Романтизм, взиравший на опытную среду из‐за ее пределов – оттуда, где царит Дух, был настроен к гедонистической философии враждебно в разладе с Просвещением – сходно с тем поворотом, который отвлеченная мысль претерпела на пути от Ренессанса к барокко. В четвертой главе «Феноменологии Духа» Гегель интерпретировал наслаждение, в котором утопает Господин, победивший в войне всех против всех, как чистое отрицание вещи (как уничтожение Иного, по толкованию Жана Ипполита, сформулированному в его «Логике и существовании», 1952). Господин, связанный с миром лишь опосредованно – через Кнехта, довольствуется в своей обособленности от всеобщего тем, что наслаждается жизненными благами. В свой черед для Кнехта, обрабатывающего вещь, она сохраняет свою самостоятельность. Она то собственное Другое Кнехта, которое с необходимостью входит в конституирование всякого самосознания. Подавляющий желание в труде, Кнехт персонифицирует бытие самосознания для себя, что есть, по Гегелю, истина. Кнехт, сосредоточенный на формовке мировых вещей, историчен и в силу этого движет Дух к абсолютному состоянию.
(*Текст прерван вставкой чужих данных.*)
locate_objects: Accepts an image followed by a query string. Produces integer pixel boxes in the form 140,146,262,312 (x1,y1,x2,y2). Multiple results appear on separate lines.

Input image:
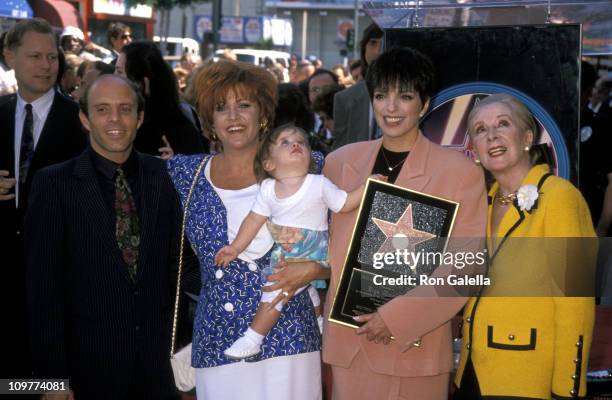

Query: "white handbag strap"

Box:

Сколь бы ни был Сёрен Кьеркегор возмущен философской системой, изложенной в «Феноменологии Духа», он, романтик, как и Гегель, был заодно с противником в неприятии гедонизма. Ставя человека в «Или – или» (1843) перед альтернативой, вести ли себя по эстетическому либо по этическому образцу, Кьеркегор отдает безоговорочное предпочтение второму из этих поведенческих вариантов, означающему выбор самого выбора, который всегда помещает нас между Добром и Злом – полярностями нравственного сознания. Эстетик же нейтрализует выбор в индифферентизме, будучи греховно подчиненным естественному в человеке и его порабощающему упоению наслаждением, условия которого расположены вне субъекта (Кьеркегор отзывается здесь на «Критику практического разума»). Умножение услад упирается в меланхолию, ибо человек, зависящий от внешних обстоятельств, становится необъяснимым для самого себя. Эта болезнь души увенчивается отчаянием. Оно плодотворно. Отчаявшийся человек выбирает себя и приходит к раскаянию в совершенном им грехе эстетизма. Оно захватывает место и кантовского трансцендентального субъекта, и гегелевского самосознания и обращает человека к Богу. Нашедший себя выполнил долг применительно к себе самому и поэтому вознаграждается внутренним спокойствием.
Если на закате романтической эпохи Кьеркегор клеймил гедонизм эстета, то на ее восходе Фридрих Шиллер, напротив, вынашивал в «Письмах об эстетическом воспитании человека» (1793–1794) идеал общества и государства, зиждительным началом которых будет poiesis. Чувственные наслаждения, по мнению Шиллера, сугубо индивидуальны, в то время как радость познания вовсе безличностна, коль скоро оно составляет задачу рода людского. Только в творчески-игровой деятельности мы достигаем наслаждения, одинаково значимого как в персональном, так и в антропологическом измерениях. Ранний романтизм боролся с просвещенческим сенсуализмом на завоеванной Веком разума территории, еще не обесценивая вполне тогдашнее поклонение гедонизму, но уже переиначивая смысл наслаждения: в чувственных удовольствиях мы, по Шиллеру, не свободны от пресуществующего нам мира, от которого нас эмансипирует игра. Культ наслаждения подрывается созревающим романтизмом за счет того, что оно перестает быть приобретением, делаясь результатом изобретения – побочным продуктом более важной, чем оно, деятельности. Закономерно, что романтизм, сцепив поначалу наслаждение и otium (игровой досуг), перешел затем в гегелевской философии к тому, что противоположил negotium закрепощению человека в не более чем пользовании дарами жизни[192]. Зрелый романтизм в лице Шарля Фурье («Теория четырех движений и всеобщих судеб», 1808) поставил шиллеровскую игру в услужение труду, обрисовав такое грядущее общество, в котором «пассионарные» коллективы будут состязаться друг с другом на луддистский манер ради достижения наилучших производственных результатов.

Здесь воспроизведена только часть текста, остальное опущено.